Başvurucu bu noktada, iptal edilen KDV'nin faizinin de olamayacağını ve bu
şekilde gecikme faizi talebinin haksız zenginleşmeye yol açacağını ifade
etmiştir.
30. Başvurucu ayrıca, itirazın yanlış bir merciye
yapıldığı ve bu nedenle yedi günlük itiraz süresinin geçmiş olduğu iddiasıyla
kendisinden yasal olmayan bir paranın istenilmesinin haksızlık olduğunu ileri
sürmüştür. Başvurucu son olarak idare tarafından gönderilen tahakkuk ihbarnamesinde
itirazın nereye yapılacağına ilişkin açıklayıcı bir bilgi verilmemesinden
yakınmaktadır. Başvurucu sonuç olarak bu gerekçelerle Anayasa'nın 35. ve 36.
maddelerinde düzenlenen mülkiyet ve adil yargılanma haklarının ihlal edildiğini
ileri sürmüştür.
31. Bakanlık, bu
konu ile ilgili bir görüş bildirmemiştir.
2. Değerlendirme
32. Anayasa'nın "Mülkiyet
hakkı" kenar başlıklı 35. maddesi şöyledir:
"Herkes, mülkiyet ve miras haklarına
sahiptir.
Bu haklar, ancak kamu yararı amacıyla, kanunla
sınırlanabilir.
Mülkiyet hakkının kullanılması toplum yararına
aykırı olamaz."
33. Anayasa Mahkemesi, olayların başvurucu tarafından yapılan
hukuki nitelendirmesi ile bağlı olmayıp olay ve olguların hukuki tavsifini
kendisi takdir eder (Tahir Canan,
B. No: 2012/969, 18/9/2013, § 16). Başvurucu, mülkiyet hakkının ihlali iddiası
yanında aynı gerekçelerle adil yargılanma hakkının ihlal edildiğini de ileri
sürmüştür.

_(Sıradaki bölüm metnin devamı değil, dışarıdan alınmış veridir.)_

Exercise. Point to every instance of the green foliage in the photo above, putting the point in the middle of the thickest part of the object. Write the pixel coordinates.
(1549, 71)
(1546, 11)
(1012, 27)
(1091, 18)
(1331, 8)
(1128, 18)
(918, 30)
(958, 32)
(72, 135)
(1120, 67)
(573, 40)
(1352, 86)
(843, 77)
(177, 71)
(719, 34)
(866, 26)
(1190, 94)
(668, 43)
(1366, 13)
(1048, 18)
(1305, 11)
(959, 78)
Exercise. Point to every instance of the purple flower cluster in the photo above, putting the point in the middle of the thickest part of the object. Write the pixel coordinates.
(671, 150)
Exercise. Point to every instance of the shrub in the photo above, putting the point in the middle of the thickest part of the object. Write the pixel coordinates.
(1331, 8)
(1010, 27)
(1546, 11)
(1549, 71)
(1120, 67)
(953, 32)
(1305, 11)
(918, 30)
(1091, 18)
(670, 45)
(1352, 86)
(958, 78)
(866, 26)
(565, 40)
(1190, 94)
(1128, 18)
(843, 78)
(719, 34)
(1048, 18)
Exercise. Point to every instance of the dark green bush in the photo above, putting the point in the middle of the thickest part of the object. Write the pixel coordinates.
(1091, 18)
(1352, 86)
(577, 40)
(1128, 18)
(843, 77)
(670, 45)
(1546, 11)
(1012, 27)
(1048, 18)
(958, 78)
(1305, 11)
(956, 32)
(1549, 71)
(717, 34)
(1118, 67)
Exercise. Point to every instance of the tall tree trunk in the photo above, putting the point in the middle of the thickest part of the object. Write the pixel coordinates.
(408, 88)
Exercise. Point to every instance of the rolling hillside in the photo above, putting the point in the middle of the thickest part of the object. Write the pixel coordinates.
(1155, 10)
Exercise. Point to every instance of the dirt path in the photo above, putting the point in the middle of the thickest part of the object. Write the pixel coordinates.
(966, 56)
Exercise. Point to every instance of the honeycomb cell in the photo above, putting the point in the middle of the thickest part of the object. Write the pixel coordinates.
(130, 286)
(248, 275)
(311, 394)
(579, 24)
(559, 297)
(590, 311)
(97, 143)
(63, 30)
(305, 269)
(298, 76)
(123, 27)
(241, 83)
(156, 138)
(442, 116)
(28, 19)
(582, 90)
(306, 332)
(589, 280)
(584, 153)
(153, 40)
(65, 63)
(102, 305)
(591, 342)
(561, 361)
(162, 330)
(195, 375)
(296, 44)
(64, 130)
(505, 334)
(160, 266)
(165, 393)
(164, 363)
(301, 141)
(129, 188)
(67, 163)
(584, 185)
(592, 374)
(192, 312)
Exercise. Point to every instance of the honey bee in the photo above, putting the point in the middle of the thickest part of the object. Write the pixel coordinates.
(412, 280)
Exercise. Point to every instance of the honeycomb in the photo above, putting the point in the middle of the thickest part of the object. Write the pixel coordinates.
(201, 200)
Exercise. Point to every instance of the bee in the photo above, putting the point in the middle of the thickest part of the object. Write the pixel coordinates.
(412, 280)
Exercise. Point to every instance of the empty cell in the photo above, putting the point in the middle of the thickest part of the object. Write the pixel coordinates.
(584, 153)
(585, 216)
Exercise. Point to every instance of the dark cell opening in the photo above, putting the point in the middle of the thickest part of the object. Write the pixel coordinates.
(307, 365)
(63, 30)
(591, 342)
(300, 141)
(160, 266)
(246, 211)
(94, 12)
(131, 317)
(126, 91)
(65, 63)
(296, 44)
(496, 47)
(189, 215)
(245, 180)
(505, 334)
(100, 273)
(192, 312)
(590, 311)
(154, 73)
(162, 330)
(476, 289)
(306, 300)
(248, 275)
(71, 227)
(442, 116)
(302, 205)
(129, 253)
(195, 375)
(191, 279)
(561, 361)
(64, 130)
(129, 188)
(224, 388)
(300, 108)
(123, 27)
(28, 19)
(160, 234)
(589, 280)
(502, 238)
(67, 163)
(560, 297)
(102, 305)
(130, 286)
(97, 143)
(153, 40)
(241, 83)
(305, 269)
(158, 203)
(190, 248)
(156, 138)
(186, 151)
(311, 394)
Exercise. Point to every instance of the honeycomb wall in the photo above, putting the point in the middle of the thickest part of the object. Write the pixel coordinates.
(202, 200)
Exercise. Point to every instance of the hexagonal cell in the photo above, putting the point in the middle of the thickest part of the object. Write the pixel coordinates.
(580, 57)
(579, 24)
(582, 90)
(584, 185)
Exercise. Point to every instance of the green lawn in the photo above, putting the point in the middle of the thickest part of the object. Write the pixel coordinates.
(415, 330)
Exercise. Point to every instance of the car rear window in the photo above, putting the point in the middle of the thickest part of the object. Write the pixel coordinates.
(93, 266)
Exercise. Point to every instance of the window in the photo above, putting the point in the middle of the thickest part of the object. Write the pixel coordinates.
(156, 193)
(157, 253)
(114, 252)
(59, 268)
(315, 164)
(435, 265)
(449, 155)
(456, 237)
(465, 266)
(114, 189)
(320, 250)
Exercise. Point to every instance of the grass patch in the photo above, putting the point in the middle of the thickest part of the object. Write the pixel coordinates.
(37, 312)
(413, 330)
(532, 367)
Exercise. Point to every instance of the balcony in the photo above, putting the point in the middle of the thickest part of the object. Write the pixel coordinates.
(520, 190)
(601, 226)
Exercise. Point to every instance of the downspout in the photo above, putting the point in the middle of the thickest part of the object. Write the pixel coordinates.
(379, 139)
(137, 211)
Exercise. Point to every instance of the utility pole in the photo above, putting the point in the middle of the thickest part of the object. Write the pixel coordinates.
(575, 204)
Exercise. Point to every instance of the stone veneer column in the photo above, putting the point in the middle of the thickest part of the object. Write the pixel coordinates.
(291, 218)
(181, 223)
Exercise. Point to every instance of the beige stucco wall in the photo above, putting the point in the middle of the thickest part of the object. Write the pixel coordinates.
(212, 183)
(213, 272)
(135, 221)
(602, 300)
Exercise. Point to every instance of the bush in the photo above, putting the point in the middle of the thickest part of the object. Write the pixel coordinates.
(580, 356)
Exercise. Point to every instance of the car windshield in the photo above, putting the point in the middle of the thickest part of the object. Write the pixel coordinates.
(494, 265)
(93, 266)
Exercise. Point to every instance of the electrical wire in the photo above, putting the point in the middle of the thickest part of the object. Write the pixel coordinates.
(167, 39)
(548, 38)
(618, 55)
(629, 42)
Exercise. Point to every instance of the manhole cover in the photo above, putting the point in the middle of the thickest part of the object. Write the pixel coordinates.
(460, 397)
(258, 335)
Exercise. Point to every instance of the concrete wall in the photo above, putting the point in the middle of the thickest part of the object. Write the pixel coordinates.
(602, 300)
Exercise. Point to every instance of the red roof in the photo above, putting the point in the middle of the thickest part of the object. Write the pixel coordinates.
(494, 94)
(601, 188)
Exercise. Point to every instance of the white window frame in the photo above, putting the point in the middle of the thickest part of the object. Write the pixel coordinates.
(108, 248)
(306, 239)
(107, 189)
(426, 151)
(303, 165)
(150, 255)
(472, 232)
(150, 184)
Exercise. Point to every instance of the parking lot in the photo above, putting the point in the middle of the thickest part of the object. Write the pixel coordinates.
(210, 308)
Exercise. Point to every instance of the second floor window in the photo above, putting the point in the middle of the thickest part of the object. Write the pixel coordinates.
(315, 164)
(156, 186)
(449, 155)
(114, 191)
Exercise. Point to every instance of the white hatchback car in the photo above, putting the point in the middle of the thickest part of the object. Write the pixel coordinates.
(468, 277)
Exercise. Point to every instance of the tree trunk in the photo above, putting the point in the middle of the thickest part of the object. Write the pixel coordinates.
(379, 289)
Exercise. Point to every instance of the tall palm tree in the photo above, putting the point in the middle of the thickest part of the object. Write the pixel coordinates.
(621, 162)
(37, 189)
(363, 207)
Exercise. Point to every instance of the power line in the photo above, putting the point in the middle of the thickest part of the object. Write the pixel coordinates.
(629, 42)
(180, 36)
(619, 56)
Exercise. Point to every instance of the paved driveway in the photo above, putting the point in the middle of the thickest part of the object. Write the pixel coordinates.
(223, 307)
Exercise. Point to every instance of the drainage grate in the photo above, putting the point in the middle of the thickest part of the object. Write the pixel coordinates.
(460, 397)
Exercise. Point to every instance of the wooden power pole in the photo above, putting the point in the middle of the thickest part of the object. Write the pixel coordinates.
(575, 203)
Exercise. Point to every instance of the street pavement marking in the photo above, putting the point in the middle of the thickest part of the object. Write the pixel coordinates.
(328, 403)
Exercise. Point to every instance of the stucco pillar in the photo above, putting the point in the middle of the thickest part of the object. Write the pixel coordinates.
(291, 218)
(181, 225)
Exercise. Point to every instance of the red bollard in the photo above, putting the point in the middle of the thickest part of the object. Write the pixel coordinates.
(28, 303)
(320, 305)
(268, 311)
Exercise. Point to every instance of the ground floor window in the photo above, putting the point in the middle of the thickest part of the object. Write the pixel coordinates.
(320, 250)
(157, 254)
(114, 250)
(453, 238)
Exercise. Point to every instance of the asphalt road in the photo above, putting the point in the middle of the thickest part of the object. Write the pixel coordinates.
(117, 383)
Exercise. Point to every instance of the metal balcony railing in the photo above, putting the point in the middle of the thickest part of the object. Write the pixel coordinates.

Başvurucunun şikâyetinin özünün mahkeme kararıyla iptal edilen
KDV'nin faizinin de olamayacağına ve bu şekilde gecikme faizi talebinin haksız
zenginleşmeye yol açacağına yönelik olduğu dikkate alındığında başvurucunun
ihlal iddialarının mülkiyet hakkı kapsamında incelenmesi uygun görülmüştür.
a. Kabul Edilebilirlik Yönünden
34. Açıkça dayanaktan yoksun olmadığı ve kabul edilemezliğine
karar verilmesini gerektirecek başka bir nedeni de bulunmadığı anlaşılan
mülkiyet hakkının ihlal edildiğine ilişkin iddianın kabul edilebilir olduğuna
karar verilmesi gerekir.
b. Esas Yönünden
i. Mülkün Varlığı
35. Somut olayda gecikme faizini ödeyen başvurucu yönünden
Anayasa'nın 35. maddesi anlamında korunmaya değer ekonomik bir menfaatin mevcut
olduğu hususunda tereddüt bulunmamaktadır.
ii. Müdahalenin Varlığı ve
Türü
36. Başvuruya konu olayda, başvurucudan gecikme faizi tahsil
edilmesinin mülkiyet hakkına müdahale teşkil ettiğinde kuşku bulunmamaktadır.
37. Anayasa Mahkemesinin önceki kararlarında; vergi ve benzeri
yükümlülükler ile sosyal güvenlik prim ve katkılarını belirlemeye, değiştirmeye
ve bunların ödenmesini güvence altına almaya yönelik müdahalelerin -taşıdığı
amaçlar dikkate alındığında- devletin mülkiyetin kamu yararına kullanımını
kontrol veya düzenlemesi yetkisi kapsamında incelenmesi gerektiği kabul
edilmiştir (Ahmet Uğur Balkaner
[GK], B. No: 2014/15237, 25/7/2017, § 49; Arif Sarıgül, B. No: 2013/8324, 23/2/2016, § 50; Narsan Plastik San. ve Tic. Ltd. Şti., B.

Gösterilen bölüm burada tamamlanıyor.